Re: 'persona', indicating 'private browsing mode' over the net from David Singer on 2015-03-03 (public-privacy@w3.org from January to March 2015)

From: David Singer <singer@apple.com>
Date: Tue, 03 Mar 2015 13:28:39 -0800
To: Joseph Lorenzo Hall <joe@cdt.org>
Cc: ifette@google.com, "public-privacy (W3C mailing list)" <public-privacy@w3.org>
Message-id: <54324E34-8BEC-4990-8164-5785C6AC2900@apple.com>
> On Mar 3, 2015, at 12:40 , Joseph Lorenzo Hall <joe@cdt.org> wrote:
> 
> On Mon, Mar 2, 2015 at 2:22 PM, Ian Fette (イアンフェッティ) <ifette@google.com> wrote:
>> Do you really want the same ID being sent to all sites? On the one hand
>> we're already spewing IP addresses everywhere and this can be used to do
>> retargeting and/or various data combination across sites, but now if you've
>> got a stable identifier (over the life of the browsing session, which could
>> be long) that actually seems like quite a privacy hit to me.
> 
> This is a really great point that I don't think we've seen raised yet
> in this discussion. David (Singer): would origin-scoped identifiers
> solve this problem or is the shared persona identifier a feature in
> your opinion?

Hi, sorry, got behind-hand

I wondered about it, of course.

The problems with scoped identifiers are (at least):
a) defining what they are scoped by.  ‘The user you think it is from some other information, if any’ is not very good standards-writing.
b) if it’s scoped by the machine, you can’t carry on searching for your SO’s birthday present from your phone (on the go) to your laptop (at home)

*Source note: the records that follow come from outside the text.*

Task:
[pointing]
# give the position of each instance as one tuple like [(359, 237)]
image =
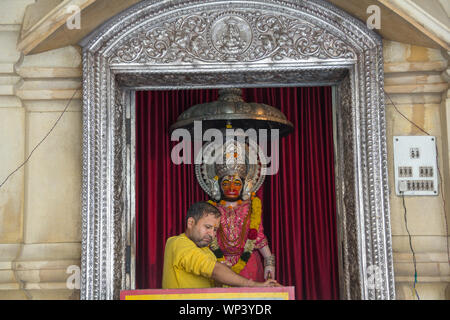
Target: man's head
[(202, 222)]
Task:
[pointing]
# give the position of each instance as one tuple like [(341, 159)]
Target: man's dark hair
[(200, 209)]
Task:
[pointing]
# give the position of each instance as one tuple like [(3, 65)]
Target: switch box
[(415, 166)]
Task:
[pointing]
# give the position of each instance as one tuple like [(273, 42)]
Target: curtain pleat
[(299, 204)]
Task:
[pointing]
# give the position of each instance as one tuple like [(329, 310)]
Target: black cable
[(410, 245), (439, 172), (442, 194), (29, 156)]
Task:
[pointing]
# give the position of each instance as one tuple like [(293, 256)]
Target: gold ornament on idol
[(255, 221)]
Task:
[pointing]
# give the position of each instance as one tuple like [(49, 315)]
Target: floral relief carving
[(231, 37)]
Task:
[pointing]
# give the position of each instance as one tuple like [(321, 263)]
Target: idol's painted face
[(204, 230), (231, 187)]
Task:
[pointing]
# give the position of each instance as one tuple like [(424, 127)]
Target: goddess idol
[(231, 172)]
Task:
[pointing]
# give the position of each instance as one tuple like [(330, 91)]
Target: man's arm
[(225, 275)]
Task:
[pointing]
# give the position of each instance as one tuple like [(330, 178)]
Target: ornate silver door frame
[(261, 43)]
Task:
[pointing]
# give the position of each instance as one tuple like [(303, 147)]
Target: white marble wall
[(40, 203), (40, 213), (415, 84)]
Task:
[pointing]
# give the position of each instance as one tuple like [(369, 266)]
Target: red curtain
[(299, 205)]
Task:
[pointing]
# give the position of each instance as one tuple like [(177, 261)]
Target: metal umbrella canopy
[(231, 109)]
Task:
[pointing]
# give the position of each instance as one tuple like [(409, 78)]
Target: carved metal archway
[(262, 43)]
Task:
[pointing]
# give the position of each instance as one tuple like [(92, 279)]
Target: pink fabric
[(234, 227)]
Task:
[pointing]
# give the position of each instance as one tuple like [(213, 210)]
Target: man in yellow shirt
[(188, 261)]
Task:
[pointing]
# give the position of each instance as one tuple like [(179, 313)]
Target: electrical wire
[(412, 250), (45, 137), (442, 196)]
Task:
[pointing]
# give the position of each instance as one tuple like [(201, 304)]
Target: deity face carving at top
[(231, 187)]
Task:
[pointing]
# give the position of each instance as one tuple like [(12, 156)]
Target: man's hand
[(227, 263), (268, 283)]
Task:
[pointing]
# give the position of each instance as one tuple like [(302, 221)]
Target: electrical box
[(415, 166)]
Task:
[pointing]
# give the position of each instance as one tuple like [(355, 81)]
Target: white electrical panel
[(415, 166)]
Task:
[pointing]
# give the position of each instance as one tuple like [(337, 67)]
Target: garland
[(255, 221)]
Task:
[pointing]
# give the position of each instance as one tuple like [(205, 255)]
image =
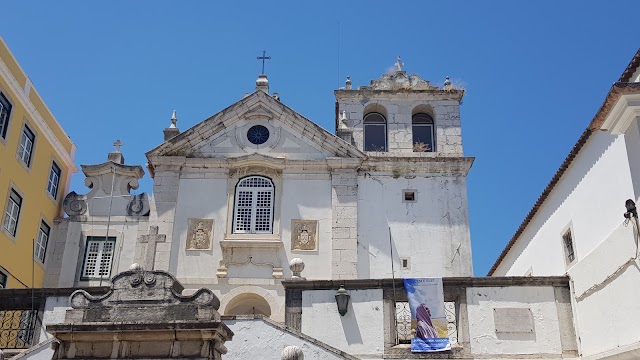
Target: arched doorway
[(248, 304)]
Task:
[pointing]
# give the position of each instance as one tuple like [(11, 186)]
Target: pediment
[(225, 134)]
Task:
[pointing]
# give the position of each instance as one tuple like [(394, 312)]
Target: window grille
[(12, 213), (423, 136), (253, 210), (17, 328), (43, 239), (26, 145), (5, 113), (98, 257), (54, 180)]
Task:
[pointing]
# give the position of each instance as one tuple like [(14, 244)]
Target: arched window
[(375, 132), (253, 208), (422, 127)]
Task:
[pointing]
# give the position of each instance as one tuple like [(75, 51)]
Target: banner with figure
[(428, 317)]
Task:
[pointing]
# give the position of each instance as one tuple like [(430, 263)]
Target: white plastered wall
[(432, 232)]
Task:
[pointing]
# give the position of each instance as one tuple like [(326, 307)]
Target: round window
[(258, 134)]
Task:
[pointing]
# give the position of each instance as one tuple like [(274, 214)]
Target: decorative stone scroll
[(199, 234), (304, 235)]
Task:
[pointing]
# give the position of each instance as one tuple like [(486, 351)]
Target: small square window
[(409, 196), (567, 240)]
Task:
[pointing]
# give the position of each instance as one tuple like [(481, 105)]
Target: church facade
[(257, 186)]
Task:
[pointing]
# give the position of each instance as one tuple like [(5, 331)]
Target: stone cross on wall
[(151, 240)]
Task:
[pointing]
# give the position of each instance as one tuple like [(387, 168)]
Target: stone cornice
[(356, 284), (391, 164)]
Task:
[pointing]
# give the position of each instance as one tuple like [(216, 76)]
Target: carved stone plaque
[(199, 234), (304, 235)]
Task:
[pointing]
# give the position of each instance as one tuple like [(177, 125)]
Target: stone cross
[(151, 240), (117, 144), (399, 64)]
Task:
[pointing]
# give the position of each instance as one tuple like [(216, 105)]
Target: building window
[(253, 208), (98, 257), (408, 196), (26, 145), (422, 127), (5, 113), (43, 239), (12, 213), (375, 132), (54, 180), (567, 240)]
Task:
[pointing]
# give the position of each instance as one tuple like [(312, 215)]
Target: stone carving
[(199, 234), (304, 235), (75, 204)]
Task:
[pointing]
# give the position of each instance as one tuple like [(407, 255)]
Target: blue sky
[(535, 74)]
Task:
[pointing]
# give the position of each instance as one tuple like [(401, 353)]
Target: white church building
[(240, 195), (585, 225)]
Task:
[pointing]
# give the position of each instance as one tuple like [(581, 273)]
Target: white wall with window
[(12, 212), (25, 148), (5, 115), (98, 257)]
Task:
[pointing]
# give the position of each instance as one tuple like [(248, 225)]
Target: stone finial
[(447, 84), (399, 64), (296, 265), (116, 156), (174, 120), (262, 83), (172, 131), (348, 85), (292, 353)]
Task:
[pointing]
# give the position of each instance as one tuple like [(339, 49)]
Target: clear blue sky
[(535, 74)]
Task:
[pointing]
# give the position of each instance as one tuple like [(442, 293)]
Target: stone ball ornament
[(292, 353)]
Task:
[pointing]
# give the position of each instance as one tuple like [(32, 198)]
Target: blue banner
[(428, 317)]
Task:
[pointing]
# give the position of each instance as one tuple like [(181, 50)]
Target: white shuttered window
[(253, 208), (98, 257)]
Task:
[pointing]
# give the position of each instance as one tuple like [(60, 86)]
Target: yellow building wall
[(16, 253)]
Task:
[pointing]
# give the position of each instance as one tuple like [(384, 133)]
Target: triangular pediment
[(283, 133)]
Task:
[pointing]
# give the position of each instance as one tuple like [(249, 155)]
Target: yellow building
[(36, 164)]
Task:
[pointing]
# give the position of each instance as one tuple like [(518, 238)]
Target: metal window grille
[(41, 243), (17, 328), (26, 145), (98, 257), (12, 213), (54, 180), (5, 112), (253, 210), (404, 327)]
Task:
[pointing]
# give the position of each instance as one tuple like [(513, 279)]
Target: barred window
[(5, 113), (253, 208), (98, 257), (12, 212), (25, 149), (54, 180), (43, 239)]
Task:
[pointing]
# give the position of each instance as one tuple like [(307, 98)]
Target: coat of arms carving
[(304, 235), (199, 234)]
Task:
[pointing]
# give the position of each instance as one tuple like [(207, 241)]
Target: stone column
[(163, 211), (344, 228)]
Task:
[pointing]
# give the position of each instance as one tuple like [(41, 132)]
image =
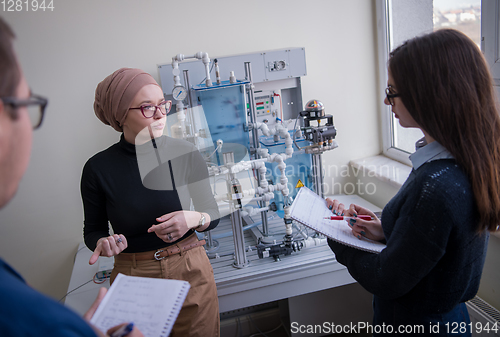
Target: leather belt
[(182, 246)]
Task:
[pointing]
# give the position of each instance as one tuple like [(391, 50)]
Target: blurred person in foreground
[(23, 310)]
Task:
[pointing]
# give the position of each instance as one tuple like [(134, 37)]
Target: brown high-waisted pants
[(199, 315)]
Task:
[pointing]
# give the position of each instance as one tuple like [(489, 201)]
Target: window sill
[(383, 168)]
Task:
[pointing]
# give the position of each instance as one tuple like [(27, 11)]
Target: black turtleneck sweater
[(130, 186)]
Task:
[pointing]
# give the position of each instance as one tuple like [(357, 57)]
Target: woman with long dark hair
[(436, 227)]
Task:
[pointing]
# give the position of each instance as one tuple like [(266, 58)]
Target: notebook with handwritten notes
[(310, 209), (152, 304)]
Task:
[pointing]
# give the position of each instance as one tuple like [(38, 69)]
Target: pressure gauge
[(179, 93)]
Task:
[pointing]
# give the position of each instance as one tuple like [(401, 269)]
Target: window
[(402, 20)]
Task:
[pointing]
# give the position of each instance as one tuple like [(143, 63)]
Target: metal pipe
[(255, 137), (190, 108)]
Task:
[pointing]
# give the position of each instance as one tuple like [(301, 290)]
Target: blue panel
[(225, 110)]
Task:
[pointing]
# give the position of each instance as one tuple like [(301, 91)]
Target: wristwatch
[(201, 222)]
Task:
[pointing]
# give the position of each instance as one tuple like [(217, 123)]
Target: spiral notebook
[(152, 304), (310, 209)]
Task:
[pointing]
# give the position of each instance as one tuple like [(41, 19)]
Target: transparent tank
[(225, 110)]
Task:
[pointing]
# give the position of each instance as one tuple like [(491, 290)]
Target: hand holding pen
[(362, 221)]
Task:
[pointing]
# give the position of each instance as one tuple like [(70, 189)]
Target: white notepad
[(152, 304), (310, 209)]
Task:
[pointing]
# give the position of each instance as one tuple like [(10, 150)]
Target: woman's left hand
[(174, 225)]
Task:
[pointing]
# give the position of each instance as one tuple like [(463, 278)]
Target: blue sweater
[(434, 257)]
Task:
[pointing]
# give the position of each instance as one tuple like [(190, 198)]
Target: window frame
[(384, 41), (490, 44)]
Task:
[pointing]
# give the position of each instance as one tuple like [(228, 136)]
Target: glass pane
[(465, 16)]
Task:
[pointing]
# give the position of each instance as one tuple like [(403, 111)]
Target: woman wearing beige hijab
[(143, 186)]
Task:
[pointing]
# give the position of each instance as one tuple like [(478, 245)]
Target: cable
[(75, 289)]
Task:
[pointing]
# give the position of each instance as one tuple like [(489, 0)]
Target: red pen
[(347, 218)]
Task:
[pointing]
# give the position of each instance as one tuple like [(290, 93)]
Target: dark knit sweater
[(434, 258), (131, 193)]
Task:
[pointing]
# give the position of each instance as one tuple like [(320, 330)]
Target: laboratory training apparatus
[(245, 115)]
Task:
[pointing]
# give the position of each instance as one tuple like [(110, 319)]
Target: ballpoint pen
[(347, 218), (123, 331)]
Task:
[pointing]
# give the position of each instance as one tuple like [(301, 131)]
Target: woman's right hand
[(109, 246), (372, 229)]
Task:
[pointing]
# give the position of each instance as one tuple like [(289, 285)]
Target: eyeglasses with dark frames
[(35, 105), (149, 110), (390, 96)]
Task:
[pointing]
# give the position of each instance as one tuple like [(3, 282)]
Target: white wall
[(65, 53)]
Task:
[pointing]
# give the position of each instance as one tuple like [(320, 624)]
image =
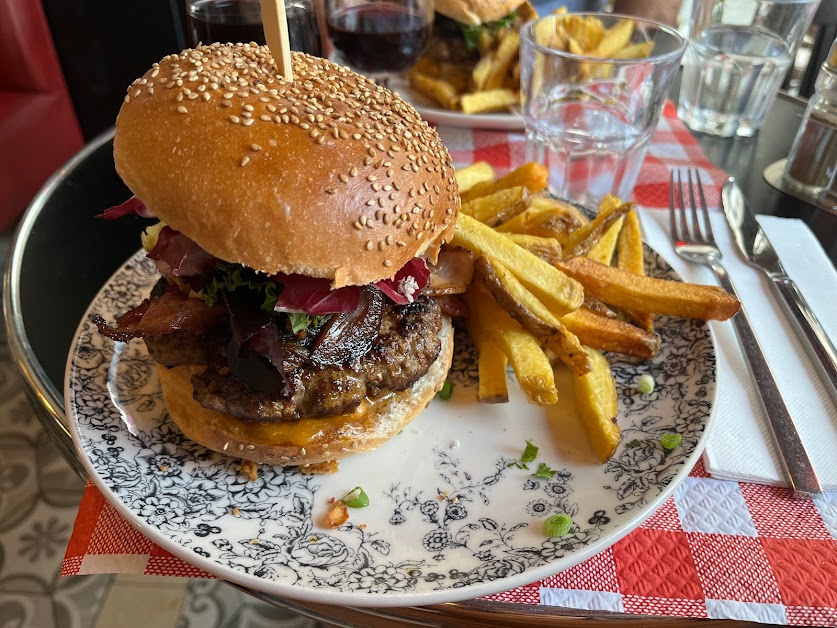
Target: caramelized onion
[(346, 337)]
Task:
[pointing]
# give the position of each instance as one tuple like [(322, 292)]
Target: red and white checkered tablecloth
[(716, 549)]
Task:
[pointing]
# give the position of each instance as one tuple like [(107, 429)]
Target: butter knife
[(757, 251)]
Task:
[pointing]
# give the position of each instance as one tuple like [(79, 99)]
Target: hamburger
[(294, 322), (462, 29)]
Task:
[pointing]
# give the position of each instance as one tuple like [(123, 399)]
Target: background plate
[(448, 518), (434, 114)]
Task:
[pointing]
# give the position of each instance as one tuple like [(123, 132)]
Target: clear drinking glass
[(739, 53), (588, 119)]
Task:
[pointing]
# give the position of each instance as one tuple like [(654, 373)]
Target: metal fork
[(697, 244)]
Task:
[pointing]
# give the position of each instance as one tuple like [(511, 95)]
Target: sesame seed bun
[(324, 440), (476, 12), (328, 176)]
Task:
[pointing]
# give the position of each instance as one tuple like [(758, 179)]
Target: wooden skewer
[(275, 24)]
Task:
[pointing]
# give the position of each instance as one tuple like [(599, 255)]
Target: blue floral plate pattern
[(448, 518)]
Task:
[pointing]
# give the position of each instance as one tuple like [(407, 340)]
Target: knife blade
[(757, 251)]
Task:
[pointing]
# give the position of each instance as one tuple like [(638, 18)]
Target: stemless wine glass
[(379, 38), (240, 21)]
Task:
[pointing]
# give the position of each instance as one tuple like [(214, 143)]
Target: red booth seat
[(39, 130)]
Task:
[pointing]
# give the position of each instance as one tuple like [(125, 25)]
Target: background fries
[(547, 289)]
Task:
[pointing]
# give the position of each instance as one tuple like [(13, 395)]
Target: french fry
[(560, 294), (547, 222), (503, 60), (532, 176), (595, 395), (468, 177), (611, 334), (602, 251), (487, 100), (481, 72), (636, 51), (647, 294), (586, 31), (535, 318), (580, 241), (548, 249), (493, 387), (531, 367), (498, 207), (438, 89), (629, 248), (614, 39)]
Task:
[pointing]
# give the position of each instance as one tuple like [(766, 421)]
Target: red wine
[(225, 21), (241, 22), (379, 38)]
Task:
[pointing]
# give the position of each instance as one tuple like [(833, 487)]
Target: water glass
[(739, 53), (589, 119)]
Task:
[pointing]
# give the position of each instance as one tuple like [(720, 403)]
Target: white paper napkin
[(740, 446)]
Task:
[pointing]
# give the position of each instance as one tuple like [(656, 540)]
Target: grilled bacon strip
[(171, 311)]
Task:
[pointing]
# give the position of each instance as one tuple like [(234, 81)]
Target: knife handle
[(809, 330), (797, 465)]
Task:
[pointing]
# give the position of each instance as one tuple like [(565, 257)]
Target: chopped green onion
[(530, 453), (557, 525), (356, 498), (299, 321), (446, 392), (544, 472), (646, 384), (671, 441)]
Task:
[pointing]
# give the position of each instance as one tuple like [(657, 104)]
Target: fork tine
[(710, 237), (684, 221), (695, 222), (672, 209)]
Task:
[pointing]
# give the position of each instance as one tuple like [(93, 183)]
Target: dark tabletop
[(69, 254)]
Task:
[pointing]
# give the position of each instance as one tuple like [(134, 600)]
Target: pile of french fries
[(546, 290), (491, 83)]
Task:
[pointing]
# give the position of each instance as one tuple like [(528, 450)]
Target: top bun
[(328, 176), (476, 12)]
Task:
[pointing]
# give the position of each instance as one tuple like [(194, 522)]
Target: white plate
[(448, 518), (432, 113)]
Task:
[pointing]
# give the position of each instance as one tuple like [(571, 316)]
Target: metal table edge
[(47, 401)]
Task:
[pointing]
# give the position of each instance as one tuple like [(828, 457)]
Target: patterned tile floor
[(39, 495)]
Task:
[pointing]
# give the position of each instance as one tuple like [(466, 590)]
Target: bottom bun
[(303, 442)]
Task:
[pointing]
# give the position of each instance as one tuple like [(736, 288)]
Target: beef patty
[(407, 345)]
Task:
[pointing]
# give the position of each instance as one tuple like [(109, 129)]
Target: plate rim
[(353, 598), (486, 121)]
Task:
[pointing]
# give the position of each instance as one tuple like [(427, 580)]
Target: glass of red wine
[(240, 21), (380, 38)]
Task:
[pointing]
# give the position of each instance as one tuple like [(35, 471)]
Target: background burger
[(293, 323), (464, 30)]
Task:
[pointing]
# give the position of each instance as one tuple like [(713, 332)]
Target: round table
[(63, 254)]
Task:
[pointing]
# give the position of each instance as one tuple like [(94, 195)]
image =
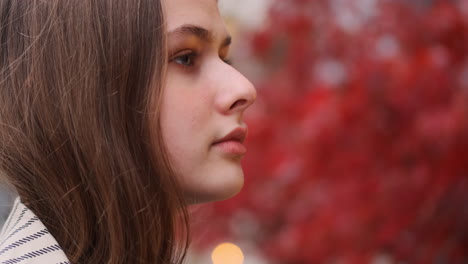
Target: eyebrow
[(201, 33)]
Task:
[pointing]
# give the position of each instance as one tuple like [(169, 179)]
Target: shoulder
[(24, 239)]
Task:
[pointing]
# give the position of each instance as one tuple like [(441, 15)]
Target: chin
[(218, 187)]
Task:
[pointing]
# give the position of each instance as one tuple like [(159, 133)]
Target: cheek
[(184, 121)]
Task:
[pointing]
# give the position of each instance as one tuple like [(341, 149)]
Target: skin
[(204, 100)]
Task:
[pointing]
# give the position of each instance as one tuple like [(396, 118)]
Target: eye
[(186, 59)]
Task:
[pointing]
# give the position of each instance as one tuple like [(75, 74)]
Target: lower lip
[(231, 147)]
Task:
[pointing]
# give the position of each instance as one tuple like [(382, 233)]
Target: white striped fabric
[(25, 240)]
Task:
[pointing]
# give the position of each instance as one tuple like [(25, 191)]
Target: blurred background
[(358, 142)]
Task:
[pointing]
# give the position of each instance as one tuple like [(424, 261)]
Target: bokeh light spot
[(227, 253)]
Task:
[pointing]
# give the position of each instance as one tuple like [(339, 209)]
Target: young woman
[(114, 116)]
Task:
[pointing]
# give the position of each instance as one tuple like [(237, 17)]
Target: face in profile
[(204, 102)]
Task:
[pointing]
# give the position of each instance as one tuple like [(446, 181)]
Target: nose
[(236, 94)]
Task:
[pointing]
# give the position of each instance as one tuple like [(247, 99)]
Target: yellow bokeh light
[(227, 253)]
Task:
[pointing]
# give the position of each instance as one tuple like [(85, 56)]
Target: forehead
[(203, 13)]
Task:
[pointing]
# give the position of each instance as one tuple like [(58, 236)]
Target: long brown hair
[(80, 89)]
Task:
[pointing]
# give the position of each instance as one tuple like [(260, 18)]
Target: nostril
[(238, 103)]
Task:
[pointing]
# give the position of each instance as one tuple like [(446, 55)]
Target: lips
[(232, 143), (239, 134)]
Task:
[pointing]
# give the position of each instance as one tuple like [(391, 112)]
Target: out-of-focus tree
[(358, 144)]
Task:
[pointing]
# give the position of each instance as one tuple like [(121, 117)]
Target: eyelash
[(191, 57)]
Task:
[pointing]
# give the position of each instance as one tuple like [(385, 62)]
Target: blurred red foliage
[(358, 144)]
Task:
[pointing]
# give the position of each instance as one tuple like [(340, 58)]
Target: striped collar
[(25, 240)]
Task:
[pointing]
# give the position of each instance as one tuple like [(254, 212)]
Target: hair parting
[(80, 87)]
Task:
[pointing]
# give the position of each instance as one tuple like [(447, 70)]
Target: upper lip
[(238, 134)]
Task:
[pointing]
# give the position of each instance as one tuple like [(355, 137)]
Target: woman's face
[(204, 102)]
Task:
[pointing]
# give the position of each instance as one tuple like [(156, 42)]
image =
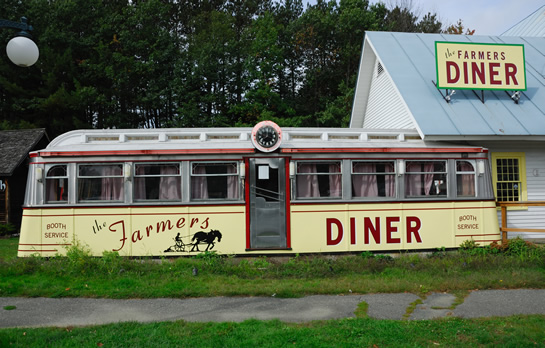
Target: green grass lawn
[(519, 265), (516, 331)]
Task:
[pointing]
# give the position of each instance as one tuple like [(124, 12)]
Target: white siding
[(385, 107), (533, 217)]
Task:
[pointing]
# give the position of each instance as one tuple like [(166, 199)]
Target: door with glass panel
[(267, 203)]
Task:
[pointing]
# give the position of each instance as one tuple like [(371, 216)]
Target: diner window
[(100, 182), (465, 179), (509, 176), (373, 179), (214, 180), (425, 178), (157, 182), (319, 179), (56, 184)]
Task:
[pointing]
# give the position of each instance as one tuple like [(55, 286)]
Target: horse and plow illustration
[(197, 238)]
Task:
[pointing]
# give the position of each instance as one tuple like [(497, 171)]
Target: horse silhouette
[(205, 238)]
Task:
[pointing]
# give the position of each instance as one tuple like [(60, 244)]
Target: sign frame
[(441, 82)]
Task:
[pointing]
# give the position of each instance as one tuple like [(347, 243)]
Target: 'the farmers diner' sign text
[(480, 66)]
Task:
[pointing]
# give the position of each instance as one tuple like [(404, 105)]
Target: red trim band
[(385, 150)]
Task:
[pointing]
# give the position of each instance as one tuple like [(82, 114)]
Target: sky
[(487, 17)]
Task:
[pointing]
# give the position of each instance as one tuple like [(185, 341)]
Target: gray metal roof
[(15, 146), (533, 25), (409, 59), (89, 141)]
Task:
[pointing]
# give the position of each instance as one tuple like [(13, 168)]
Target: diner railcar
[(250, 191)]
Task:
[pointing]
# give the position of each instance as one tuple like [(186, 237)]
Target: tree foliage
[(202, 63)]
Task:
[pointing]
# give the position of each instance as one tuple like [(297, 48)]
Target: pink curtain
[(112, 187), (140, 184), (170, 186), (365, 185), (232, 182), (389, 180), (335, 181), (55, 190), (428, 177), (414, 181), (466, 181), (199, 185), (307, 185)]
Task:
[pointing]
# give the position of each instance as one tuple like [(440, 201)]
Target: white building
[(396, 89)]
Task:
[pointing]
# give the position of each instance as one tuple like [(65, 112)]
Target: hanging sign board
[(480, 66)]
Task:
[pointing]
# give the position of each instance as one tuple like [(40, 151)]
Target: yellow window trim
[(521, 156)]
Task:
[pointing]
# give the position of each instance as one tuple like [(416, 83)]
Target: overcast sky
[(487, 17)]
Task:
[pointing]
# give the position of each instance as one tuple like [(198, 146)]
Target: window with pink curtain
[(157, 182), (215, 180), (425, 178), (56, 184), (318, 179), (100, 182), (371, 179), (465, 179)]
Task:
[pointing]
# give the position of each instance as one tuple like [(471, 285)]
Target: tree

I get it that the UUID offers ‘perfect’ identification (well, a claim to be the same persona of the same person), but that only becomes a problem if you were trying not to reveal in the first place.

There is a conflict between asking the network “please respect the contexts and boundaries of this aspect of me” and “I’m trying to be anonymous”.  Indeed, it seems silly to say them both at the same time.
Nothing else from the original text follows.